Making choices about what comes slowly (by ship), comes with us (in our 30kg each luggage allocation), and what gets sold or given away, has been an almost daily routine for the past month. Each item has been asked a question: Do you still serve me? For some things, it’s immediately in the give-away or sell pile. For others, it takes longer, a deliberation. It’s an interesting exploration of who we are as people. Do we attach importance to things? Do some things hold memories worth keeping?
In this consumer-focused world, it’s been refreshing to delete the Black Friday-Black Week-Cyber Monday emails (when did this become a thing? Why? Buy, buy buy…) knowing that I’m shedding layers of my life here. Not buying more.
I’ve gifted books to friends and colleagues, trinkets to friends, clothing to the only place I shop here - the second-hand store, Emmaus.

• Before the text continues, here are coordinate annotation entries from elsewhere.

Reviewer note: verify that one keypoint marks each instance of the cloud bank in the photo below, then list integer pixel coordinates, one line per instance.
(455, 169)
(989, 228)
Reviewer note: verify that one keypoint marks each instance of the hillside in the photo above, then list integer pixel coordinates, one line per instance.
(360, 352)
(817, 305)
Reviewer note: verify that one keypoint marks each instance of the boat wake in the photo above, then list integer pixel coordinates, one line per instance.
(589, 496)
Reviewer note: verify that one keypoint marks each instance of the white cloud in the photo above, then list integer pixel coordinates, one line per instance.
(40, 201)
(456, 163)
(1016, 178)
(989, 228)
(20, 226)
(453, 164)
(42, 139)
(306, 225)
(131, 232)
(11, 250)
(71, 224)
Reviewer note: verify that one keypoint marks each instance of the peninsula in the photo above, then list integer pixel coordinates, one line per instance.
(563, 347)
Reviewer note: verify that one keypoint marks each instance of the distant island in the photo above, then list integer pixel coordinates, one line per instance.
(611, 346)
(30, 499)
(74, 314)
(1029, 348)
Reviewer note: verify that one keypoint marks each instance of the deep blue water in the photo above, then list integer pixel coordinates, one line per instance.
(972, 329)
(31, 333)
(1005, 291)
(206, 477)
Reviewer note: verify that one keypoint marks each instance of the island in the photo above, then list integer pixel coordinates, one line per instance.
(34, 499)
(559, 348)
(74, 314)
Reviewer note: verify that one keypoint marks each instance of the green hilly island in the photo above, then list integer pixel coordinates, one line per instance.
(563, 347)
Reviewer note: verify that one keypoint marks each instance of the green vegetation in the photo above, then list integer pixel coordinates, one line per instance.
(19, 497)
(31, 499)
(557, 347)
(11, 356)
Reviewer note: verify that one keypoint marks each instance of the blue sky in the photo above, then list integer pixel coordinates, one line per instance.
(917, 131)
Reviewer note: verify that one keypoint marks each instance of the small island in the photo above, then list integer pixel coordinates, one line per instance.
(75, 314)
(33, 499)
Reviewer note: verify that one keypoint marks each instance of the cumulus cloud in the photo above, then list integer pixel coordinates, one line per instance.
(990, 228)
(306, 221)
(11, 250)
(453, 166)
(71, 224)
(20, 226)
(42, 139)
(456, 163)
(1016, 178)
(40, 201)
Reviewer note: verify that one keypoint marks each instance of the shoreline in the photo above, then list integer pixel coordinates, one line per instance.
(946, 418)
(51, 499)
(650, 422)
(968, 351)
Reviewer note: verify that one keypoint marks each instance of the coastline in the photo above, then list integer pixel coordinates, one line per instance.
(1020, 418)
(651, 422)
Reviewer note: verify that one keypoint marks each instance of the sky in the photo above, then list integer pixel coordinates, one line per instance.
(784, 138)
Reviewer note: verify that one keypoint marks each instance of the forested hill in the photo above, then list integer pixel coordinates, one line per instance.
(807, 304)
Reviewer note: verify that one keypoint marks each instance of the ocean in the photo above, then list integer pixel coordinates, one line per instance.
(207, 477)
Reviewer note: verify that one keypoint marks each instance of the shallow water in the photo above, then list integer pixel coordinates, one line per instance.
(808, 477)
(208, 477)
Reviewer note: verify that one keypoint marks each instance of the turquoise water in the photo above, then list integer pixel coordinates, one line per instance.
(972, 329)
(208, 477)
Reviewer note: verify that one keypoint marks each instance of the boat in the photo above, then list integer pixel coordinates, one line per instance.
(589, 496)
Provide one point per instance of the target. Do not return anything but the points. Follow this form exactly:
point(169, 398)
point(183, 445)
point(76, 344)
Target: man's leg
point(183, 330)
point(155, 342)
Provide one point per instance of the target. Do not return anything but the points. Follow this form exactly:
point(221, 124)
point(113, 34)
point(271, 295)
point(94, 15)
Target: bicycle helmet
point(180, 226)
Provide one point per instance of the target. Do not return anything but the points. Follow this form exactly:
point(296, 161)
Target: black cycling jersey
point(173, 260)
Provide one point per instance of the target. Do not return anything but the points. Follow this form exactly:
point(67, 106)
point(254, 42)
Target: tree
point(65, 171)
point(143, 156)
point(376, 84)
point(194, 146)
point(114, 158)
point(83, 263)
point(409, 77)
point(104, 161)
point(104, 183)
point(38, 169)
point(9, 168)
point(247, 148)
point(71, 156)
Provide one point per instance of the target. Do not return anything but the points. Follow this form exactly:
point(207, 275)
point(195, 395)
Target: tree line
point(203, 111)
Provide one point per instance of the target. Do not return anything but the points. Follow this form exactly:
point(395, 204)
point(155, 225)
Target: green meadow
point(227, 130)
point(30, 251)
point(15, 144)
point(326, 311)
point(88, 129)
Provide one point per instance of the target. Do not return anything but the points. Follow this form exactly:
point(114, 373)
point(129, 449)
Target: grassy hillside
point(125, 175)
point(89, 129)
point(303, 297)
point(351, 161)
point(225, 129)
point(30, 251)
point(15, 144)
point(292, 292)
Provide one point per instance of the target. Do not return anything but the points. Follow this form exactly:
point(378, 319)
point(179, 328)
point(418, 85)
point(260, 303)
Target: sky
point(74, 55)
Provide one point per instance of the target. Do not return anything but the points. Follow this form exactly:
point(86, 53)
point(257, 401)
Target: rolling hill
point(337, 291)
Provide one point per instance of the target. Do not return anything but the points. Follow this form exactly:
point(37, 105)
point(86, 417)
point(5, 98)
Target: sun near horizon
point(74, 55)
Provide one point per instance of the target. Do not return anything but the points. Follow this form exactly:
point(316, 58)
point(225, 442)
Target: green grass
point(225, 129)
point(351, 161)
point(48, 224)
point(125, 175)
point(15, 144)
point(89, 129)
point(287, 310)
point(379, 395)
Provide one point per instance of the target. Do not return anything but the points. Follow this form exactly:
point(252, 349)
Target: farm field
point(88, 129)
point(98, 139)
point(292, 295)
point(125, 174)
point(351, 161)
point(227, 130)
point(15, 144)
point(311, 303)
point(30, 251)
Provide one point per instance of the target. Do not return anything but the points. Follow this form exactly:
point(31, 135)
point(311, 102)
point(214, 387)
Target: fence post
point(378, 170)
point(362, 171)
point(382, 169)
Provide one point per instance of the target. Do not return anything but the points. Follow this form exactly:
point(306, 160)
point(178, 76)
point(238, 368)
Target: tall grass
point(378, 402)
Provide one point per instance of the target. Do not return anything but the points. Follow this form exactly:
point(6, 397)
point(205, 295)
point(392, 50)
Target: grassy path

I’m shedding, culling, gifting, selling, sharing, deleting, remembering. Perhaps this virus is my body’s way of shedding everything? Of enforcing rest and reducing the potential emotional load of socialising. Our bodies hold so much intelligence. It perhaps doesn’t help working at a new school. New kids, new germs!
The deconstruction of our life in this short-ish time span is bound to leave a few ripples.
Despite the to-do list looming, I’ve had time to reflect. The virus that keeps on giving has meant our calendar, fairly full, has been emptied as we sniff and sneeze, sitting on the bed in our lounge. I’m reflecting on a life. My life, so far. On the amazing adventures I’ve had during this Northern Notes chapter. And now the Plot Twist is leading us south, to new adventures, new sensory experiences, and the chance for me to spend time with the family and friends I left behind.
Hooray!
So as I sit, watching the sky get dark at 4 pm, listening to the little people who live downstairs run up and down (I call them the whirling dervishes!), pondering tomorrow (teaching Biology in Swedish), the last box to be packed, I am thankful for all of it—the time passed, the present, and the adventures to come.
I started this publication to keep a public record of my Nordic adventures—a place to reflect, to play with words, to share moments. I plodded along in late 2019, early 2020, writing about books and winter. Then came Lockdown. In 2021, I wrote about F*cking First Times and wrangling little kids. I wrote about libraries, in particular, my local library, and I’ve even gifted a meditation to readers (I’m a mindfulness instructor!)
Now? I’m not sure.
Perhaps I’ll use this space to pursue more creativity, explore nature, seasons, and life as I shift continents. More photos. A few poems. A short story or two. I’ve started writing a kind of memoir in vignettes—perhaps this is the space to do it. There are many directions I can take, and I hope you’ll join me for the next chapter, the new adventure, the Aurora Australis, the Southern Sojourn… and if you come up with a beautiful re-naming of my publication’s new section, I will send you a gift of handmade goodies by me! Comment underneath, send me a DM, reply to this email.
Stay Well,








For someone who has remained within a 60-mile radius of where I was born...WOW. That said, I have lived south, west, and north of that location. Does that count for any adventure? Good luck, and I look forward to reading more as you settle in--down under.
Good luck! Having moved continents a few times, this post struck a few chords for me. I hope it all works out.